Marina Ayala

Hasta ahora pareciera que nos aproximamos a una elección que ha sido desde todo punto de vista una fuente de angustia. Del lado de los arbitrarios gobernantes porque a su antojo impugnan candidatos, prohíben o torpedean la inscripción de los votantes, entorpecen las campañas de los que adversan y restringen los medios de comunicación. Del lado de la oposición por sus múltiples dificultades para llegar a un acuerdo unitario en un candidato. Ha sido un camino largo y repleto de obstáculos sorpresivos. De sobresalto en sobresalto de repente aparece un hombre mesurado y razonable que no encuentra trampas en su camino. Es elegido por unanimidad y poco a poco está recibiendo más apoyo de pequeños grupos organizados de la sociedad civil.

Aunque sabemos que no hay garantías, no puede haberlas, ya hicimos nuestra gran elección y de alguna u otra forma no somos los mismos. La determinación por acudir a las urnas, el día que nos dejen, es decisivo. Pareciera que se ha vuelto a la racionalidad de la política desde la cual podemos luchar y organizar. Somos efecto de nuestras elecciones, salimos del aventurismo de alto impacto emocional, a la tranquilidad del verdadero diálogo y acuerdo entre nosotros; la única forma que tenemos para entendernos y conciliar. Si logramos revertir este sistema de oprobios nos tocará un largo y difícil período de transición en la que se van a destapar los horrores que han cometido tantos políticos corruptos. Viviremos, entonces, la etapa del espanto.

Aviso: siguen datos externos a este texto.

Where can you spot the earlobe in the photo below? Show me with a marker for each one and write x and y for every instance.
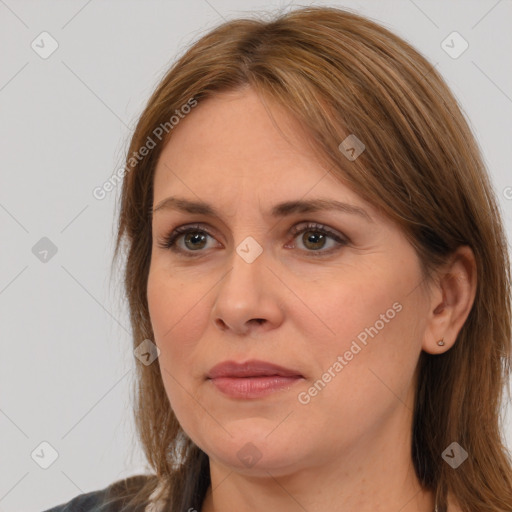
(452, 301)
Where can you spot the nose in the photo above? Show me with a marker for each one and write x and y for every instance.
(248, 298)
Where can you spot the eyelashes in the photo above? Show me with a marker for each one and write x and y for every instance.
(198, 233)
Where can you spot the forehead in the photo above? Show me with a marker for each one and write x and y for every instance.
(229, 150)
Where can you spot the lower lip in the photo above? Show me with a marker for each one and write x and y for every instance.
(253, 387)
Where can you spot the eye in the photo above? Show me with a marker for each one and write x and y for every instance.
(315, 237)
(195, 238)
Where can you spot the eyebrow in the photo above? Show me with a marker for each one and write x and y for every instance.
(279, 210)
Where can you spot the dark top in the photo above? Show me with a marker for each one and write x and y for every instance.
(96, 501)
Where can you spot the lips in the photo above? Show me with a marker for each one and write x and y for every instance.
(253, 368)
(252, 379)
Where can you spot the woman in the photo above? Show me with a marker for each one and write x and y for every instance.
(318, 268)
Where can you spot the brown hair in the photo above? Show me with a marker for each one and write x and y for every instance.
(339, 73)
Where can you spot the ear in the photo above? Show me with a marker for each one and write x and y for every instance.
(451, 300)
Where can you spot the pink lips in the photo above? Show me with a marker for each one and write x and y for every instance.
(252, 379)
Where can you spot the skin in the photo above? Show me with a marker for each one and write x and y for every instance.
(349, 447)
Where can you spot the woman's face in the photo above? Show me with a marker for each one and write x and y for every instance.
(331, 294)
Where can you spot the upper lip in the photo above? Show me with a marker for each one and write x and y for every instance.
(251, 368)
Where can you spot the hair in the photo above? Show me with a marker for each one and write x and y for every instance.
(338, 73)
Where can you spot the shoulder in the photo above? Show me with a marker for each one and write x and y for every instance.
(108, 499)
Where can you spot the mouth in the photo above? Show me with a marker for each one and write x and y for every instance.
(252, 379)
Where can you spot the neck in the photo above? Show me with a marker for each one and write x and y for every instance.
(379, 478)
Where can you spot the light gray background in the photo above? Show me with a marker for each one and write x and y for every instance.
(65, 121)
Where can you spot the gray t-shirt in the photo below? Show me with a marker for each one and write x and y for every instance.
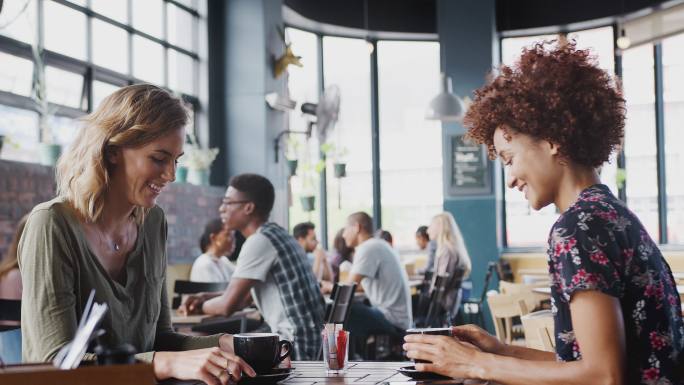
(256, 259)
(384, 281)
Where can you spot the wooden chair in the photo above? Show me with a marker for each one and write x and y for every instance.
(503, 308)
(539, 330)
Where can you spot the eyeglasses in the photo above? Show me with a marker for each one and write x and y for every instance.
(229, 202)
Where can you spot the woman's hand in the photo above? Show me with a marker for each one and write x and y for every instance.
(479, 337)
(448, 356)
(213, 366)
(191, 305)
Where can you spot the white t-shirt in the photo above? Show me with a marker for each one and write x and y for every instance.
(384, 281)
(208, 268)
(256, 258)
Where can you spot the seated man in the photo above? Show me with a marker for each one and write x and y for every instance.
(376, 266)
(272, 265)
(306, 237)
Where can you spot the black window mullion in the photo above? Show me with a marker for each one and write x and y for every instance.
(323, 212)
(660, 141)
(375, 136)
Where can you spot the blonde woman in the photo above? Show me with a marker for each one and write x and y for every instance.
(451, 256)
(104, 231)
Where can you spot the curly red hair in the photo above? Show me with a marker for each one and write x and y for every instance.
(558, 95)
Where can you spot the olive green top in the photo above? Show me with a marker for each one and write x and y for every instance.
(59, 269)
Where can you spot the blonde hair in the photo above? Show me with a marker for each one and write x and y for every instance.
(450, 238)
(133, 116)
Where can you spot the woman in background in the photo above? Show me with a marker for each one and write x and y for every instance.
(451, 257)
(10, 288)
(216, 244)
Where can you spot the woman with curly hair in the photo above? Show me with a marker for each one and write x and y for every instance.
(553, 119)
(105, 232)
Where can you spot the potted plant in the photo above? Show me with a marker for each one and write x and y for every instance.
(197, 161)
(308, 191)
(49, 151)
(292, 154)
(337, 155)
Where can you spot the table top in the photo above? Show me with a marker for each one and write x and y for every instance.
(363, 373)
(199, 318)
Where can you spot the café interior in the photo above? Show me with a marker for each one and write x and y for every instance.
(358, 116)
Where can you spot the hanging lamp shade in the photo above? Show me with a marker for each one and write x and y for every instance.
(446, 106)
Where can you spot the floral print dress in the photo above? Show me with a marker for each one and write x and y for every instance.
(599, 244)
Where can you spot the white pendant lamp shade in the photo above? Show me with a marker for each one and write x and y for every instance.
(446, 106)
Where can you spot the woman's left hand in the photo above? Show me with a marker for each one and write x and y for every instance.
(449, 356)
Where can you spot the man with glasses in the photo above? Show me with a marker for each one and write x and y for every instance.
(271, 265)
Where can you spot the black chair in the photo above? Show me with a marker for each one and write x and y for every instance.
(471, 311)
(181, 287)
(10, 310)
(342, 296)
(504, 271)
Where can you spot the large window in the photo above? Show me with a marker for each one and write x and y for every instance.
(408, 75)
(641, 184)
(303, 86)
(90, 49)
(346, 63)
(526, 227)
(673, 96)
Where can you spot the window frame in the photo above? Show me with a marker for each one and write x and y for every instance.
(92, 72)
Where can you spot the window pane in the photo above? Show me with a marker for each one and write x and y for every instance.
(640, 138)
(65, 30)
(524, 226)
(114, 9)
(16, 75)
(188, 3)
(408, 78)
(147, 17)
(64, 130)
(600, 42)
(181, 72)
(148, 60)
(303, 87)
(63, 87)
(101, 90)
(19, 17)
(180, 26)
(346, 63)
(21, 130)
(110, 46)
(673, 81)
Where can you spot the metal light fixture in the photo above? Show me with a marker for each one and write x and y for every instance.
(446, 106)
(623, 41)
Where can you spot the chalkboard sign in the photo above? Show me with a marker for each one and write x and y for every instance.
(470, 168)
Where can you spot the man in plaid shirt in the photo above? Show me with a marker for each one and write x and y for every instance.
(272, 265)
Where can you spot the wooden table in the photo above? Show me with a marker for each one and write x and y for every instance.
(363, 373)
(179, 321)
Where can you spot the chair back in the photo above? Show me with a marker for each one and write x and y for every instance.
(488, 277)
(503, 308)
(10, 310)
(341, 296)
(504, 270)
(539, 328)
(436, 309)
(181, 287)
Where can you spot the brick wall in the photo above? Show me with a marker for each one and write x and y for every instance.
(187, 207)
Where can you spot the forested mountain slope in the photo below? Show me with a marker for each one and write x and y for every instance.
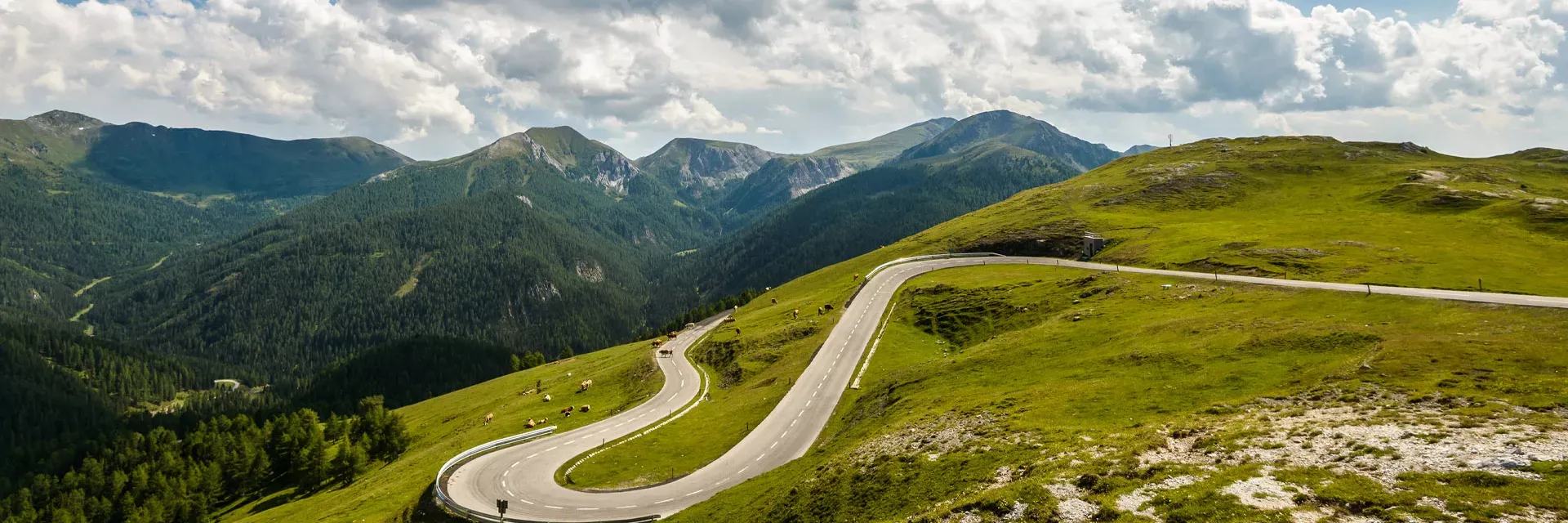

Será el deseo de la mayoría en plena realización. El deseo que brota producto de la elección y en la que nos manifestamos como sujetos, sabremos a ciencia cierta que se puede después de tanto tiempo invadidos por el discurso de impotencia. Líderes emocionales que jugaron con hacer de las personas masas obedientes, que le torcieron el brazo a nuestra verdadera humanidad, que trataron de reducirnos a objetos para ellos solos dominar el destino colectivo. Es que ellos tampoco poseían garantías, no fueron ni eran elegidos por un ser superior que no se equivoca. No pueden ni recibieron nunca el mandato de colocarse fuera de las leyes. No podían vivir eternamente sin discursos, sin significados, sin ser efectos del encadenamiento del sentido.

Desde que Adán estaba en el paraíso recibe de parte de Dios una prohibición, lo introduce en la ley que no pone en juego al deseo. Allí Adán debe elegir y con ello elegir su responsabilidad subjetiva. Estas historias que hemos escrito para explicar los orígenes deben ser leídas con toda la fuerza que posee la simbología. Está comenzando el hombre a ser hombre y lo hace a través de una elección. Mientras se permanece en la ignominia de la incapacidad de elegir se nos está prohibiendo la posibilidad de ser. Se nos prohíbe la posibilidad de la libertad, el quedar solos ante la ley con nuestra propia responsabilidad. Esa es, ni mas ni menos, la elección que tenemos en juego. Esta elección que nos puede llevar al éxito o al fracaso es por ello angustiosa.

De tanto prohibirnos nos condujeron a una elección por la firme decisión política. La mejor decisión posible a mi entender, la consensuada. Se levanta la voz freudiana de la necesidad de la renuncia y la obligatoriedad de la sumisión al deber. La renuncia del aventurismo por el calmado razonamiento. La renuncia de las pasiones por la aceptación de la ley. La ley que nos demanda el deseo y que nos aparta del yugo del que se cree santo, elegido para una misión de esclavitud.

El acto de elegir nos hace humanos y nos aparta de la locura.